For the first time from Bahrain, Al-Ajmi et al, 2003, described a rare case of pernicious anemia (PA) in a young female.
Ismail et al, 1997, reported seven patients in two unrelated consanguineous Bedouin families with Grasbeck-Imerslund syndrome. In Family one, three affected male sibs, had a deceased brother, who died of severe anemia, and seven apparently healthy sisters, suggesting an X-linked mode of inheritance. Family two had four affected and four healthy sibs alluding to a possible autosomal recessive mode of inheritance.
Tanner et al, 2004, studied two unrelated Kuwaiti families with a total of 7 patients affected by megaloblastic anemia. No mutations were uncovered in the CUBN or AMN genes.
Rossler et al, 2003, described four children from a Lebanese family with megaloblastic anemia. The patients had a late onset of disease and no proteinuria.

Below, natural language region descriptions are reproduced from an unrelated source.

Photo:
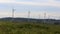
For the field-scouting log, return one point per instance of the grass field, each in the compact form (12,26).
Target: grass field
(28,28)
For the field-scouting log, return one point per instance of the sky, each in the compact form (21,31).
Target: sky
(36,7)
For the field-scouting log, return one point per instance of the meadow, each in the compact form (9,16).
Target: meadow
(28,28)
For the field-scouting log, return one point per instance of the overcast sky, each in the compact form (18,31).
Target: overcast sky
(37,7)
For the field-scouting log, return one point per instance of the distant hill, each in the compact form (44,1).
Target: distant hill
(52,21)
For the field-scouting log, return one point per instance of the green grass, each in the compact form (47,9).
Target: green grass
(28,28)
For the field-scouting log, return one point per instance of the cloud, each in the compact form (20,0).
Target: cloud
(7,1)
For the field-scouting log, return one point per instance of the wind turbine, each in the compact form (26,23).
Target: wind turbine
(13,10)
(28,16)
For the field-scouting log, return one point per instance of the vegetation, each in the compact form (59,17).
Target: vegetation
(28,28)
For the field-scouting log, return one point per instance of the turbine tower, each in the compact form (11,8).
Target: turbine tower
(28,16)
(13,10)
(44,17)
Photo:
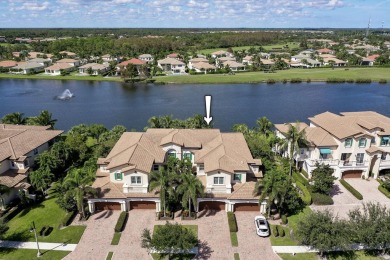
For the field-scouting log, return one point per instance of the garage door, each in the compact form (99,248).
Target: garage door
(211,205)
(352,174)
(142,205)
(107,206)
(246,207)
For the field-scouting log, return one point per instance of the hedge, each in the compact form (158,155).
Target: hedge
(384,191)
(232,222)
(274,230)
(321,199)
(68,218)
(121,222)
(299,178)
(306,196)
(351,189)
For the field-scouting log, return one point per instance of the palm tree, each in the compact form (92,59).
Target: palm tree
(41,179)
(44,119)
(295,138)
(162,180)
(16,118)
(79,180)
(191,188)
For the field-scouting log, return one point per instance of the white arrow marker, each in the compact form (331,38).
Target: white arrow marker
(208,118)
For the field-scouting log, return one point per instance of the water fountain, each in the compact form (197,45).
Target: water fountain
(65,95)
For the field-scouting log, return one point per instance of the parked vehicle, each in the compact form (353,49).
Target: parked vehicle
(262,227)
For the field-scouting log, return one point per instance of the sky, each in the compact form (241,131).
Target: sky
(194,13)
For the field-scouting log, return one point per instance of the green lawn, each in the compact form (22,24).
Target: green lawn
(47,213)
(22,254)
(292,225)
(321,74)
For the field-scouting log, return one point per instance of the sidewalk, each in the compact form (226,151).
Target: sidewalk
(33,245)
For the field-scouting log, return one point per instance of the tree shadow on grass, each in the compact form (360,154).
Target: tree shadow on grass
(204,250)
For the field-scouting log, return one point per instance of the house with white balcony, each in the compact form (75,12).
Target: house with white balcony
(19,146)
(354,144)
(222,162)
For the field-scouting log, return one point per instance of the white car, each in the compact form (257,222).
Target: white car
(262,227)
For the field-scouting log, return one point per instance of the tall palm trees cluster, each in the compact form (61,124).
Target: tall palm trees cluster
(176,183)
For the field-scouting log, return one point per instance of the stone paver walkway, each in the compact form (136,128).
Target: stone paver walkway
(96,240)
(33,245)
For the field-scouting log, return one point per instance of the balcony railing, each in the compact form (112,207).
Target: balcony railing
(339,163)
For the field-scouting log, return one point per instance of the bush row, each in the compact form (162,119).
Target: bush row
(351,189)
(121,222)
(321,199)
(232,222)
(306,196)
(299,178)
(68,218)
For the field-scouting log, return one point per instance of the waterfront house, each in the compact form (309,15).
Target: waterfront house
(222,162)
(146,57)
(97,68)
(354,144)
(19,146)
(56,68)
(172,65)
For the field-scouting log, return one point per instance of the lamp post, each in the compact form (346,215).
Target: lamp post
(36,238)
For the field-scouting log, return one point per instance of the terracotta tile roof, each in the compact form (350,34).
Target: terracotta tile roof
(11,178)
(17,141)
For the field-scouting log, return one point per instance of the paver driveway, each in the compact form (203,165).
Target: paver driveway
(250,245)
(96,240)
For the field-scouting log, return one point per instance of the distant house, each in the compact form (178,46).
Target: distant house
(96,68)
(172,65)
(234,65)
(56,68)
(19,146)
(71,62)
(28,67)
(193,61)
(146,57)
(203,67)
(218,54)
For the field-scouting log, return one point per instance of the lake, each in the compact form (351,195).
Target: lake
(113,103)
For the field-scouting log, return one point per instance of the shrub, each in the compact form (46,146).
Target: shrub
(232,222)
(68,218)
(321,199)
(280,231)
(121,222)
(274,230)
(299,178)
(351,189)
(284,219)
(271,81)
(306,196)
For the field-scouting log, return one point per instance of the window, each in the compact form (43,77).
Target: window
(359,158)
(135,179)
(237,177)
(218,180)
(362,142)
(348,142)
(118,176)
(385,141)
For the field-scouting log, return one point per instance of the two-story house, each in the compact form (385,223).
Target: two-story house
(222,162)
(354,144)
(19,146)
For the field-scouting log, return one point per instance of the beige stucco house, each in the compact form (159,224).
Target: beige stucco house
(354,144)
(19,146)
(222,161)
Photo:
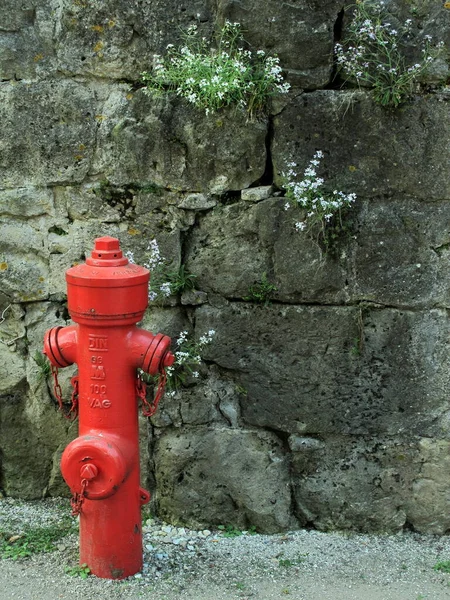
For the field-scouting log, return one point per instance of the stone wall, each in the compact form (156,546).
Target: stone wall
(327,407)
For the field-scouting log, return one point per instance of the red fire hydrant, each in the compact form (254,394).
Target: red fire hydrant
(107,296)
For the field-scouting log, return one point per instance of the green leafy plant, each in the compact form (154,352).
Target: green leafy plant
(443,566)
(373,53)
(211,78)
(44,365)
(33,540)
(82,571)
(322,211)
(187,354)
(179,280)
(261,292)
(163,281)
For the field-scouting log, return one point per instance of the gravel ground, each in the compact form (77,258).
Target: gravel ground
(185,564)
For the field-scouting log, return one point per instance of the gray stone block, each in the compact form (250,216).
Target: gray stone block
(368,150)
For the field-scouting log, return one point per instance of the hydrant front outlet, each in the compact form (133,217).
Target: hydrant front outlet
(106,297)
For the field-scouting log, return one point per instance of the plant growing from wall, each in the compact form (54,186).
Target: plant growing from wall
(261,292)
(373,53)
(322,212)
(164,282)
(212,78)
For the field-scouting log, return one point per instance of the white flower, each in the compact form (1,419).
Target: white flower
(165,289)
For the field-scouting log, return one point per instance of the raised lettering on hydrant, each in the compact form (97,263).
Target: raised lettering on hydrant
(107,296)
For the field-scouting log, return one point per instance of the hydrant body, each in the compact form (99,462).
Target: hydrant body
(107,296)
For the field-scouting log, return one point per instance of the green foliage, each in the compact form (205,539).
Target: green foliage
(33,540)
(212,78)
(44,365)
(323,213)
(179,281)
(82,571)
(232,531)
(443,566)
(373,53)
(187,360)
(261,292)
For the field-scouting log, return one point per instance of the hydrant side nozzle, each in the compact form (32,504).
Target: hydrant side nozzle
(151,352)
(169,359)
(88,471)
(154,360)
(60,344)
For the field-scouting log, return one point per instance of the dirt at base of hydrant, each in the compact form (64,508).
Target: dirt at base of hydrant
(185,564)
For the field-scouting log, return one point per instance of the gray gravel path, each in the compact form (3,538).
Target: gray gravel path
(186,564)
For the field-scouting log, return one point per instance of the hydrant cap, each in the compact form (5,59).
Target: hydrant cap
(107,288)
(107,253)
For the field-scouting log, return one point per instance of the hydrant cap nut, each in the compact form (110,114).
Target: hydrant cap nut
(88,471)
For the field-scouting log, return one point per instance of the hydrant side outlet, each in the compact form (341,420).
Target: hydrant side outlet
(107,296)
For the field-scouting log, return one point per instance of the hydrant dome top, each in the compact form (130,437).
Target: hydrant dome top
(107,252)
(107,288)
(115,271)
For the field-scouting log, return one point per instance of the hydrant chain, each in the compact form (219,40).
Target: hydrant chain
(149,408)
(76,502)
(73,411)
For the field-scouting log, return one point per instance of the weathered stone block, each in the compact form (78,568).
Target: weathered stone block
(216,476)
(354,483)
(26,42)
(348,370)
(300,34)
(428,506)
(230,248)
(47,131)
(117,39)
(169,142)
(368,150)
(401,255)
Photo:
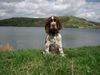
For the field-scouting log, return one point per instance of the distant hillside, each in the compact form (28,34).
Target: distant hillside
(67,21)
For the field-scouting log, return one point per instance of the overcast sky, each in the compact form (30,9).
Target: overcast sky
(89,9)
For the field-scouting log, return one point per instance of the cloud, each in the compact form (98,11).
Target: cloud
(45,8)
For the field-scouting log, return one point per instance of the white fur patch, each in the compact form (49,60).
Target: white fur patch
(52,17)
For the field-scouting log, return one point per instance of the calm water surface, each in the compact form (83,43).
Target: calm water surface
(34,37)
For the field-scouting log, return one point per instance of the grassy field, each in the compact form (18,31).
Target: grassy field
(77,61)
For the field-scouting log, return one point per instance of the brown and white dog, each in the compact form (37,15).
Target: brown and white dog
(53,41)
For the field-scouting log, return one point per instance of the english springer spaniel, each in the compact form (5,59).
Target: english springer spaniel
(53,41)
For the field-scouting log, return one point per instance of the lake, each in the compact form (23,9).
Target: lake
(34,37)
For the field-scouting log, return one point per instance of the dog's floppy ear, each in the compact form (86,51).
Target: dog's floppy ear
(58,24)
(47,25)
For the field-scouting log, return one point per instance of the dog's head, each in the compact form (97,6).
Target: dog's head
(53,25)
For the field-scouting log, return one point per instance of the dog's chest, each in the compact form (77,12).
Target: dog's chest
(53,39)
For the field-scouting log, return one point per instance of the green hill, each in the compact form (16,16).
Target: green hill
(67,21)
(77,61)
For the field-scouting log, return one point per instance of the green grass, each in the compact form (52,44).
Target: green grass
(77,61)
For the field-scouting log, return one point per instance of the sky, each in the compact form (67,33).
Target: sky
(88,9)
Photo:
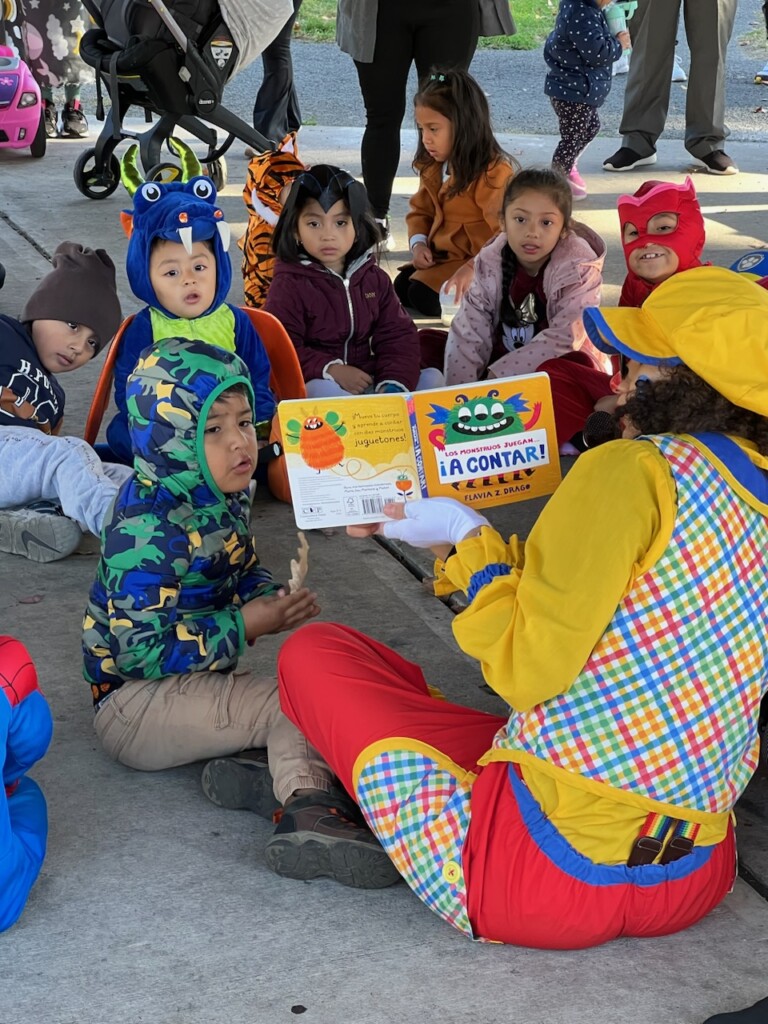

Abdelaal and Ahmed, 1991, reported a Saudi family affected by megaloblastic anemia. The patients included an 18 year old male proband, his 15 year old sibling and 6 year old first cousin.
Al Essa et al, 1998, described two Saudi sisters with this disorder. In children, early anemia usually leads to the diagnosis. In this case, however, the presence of hemoglobinopathy that required frequent transfusions masked the usual macrocytosis, and the older sister was not diagnosed until the age of 12 years when neurologic changes became apparent. Dementia and paralysis responded remarkably to treatment, despite the late diagnosis.
Bulut et al, 2012, described a case of Imersland-Grasbeck Syndrome in a 17-month-old Saudi Arabian boy.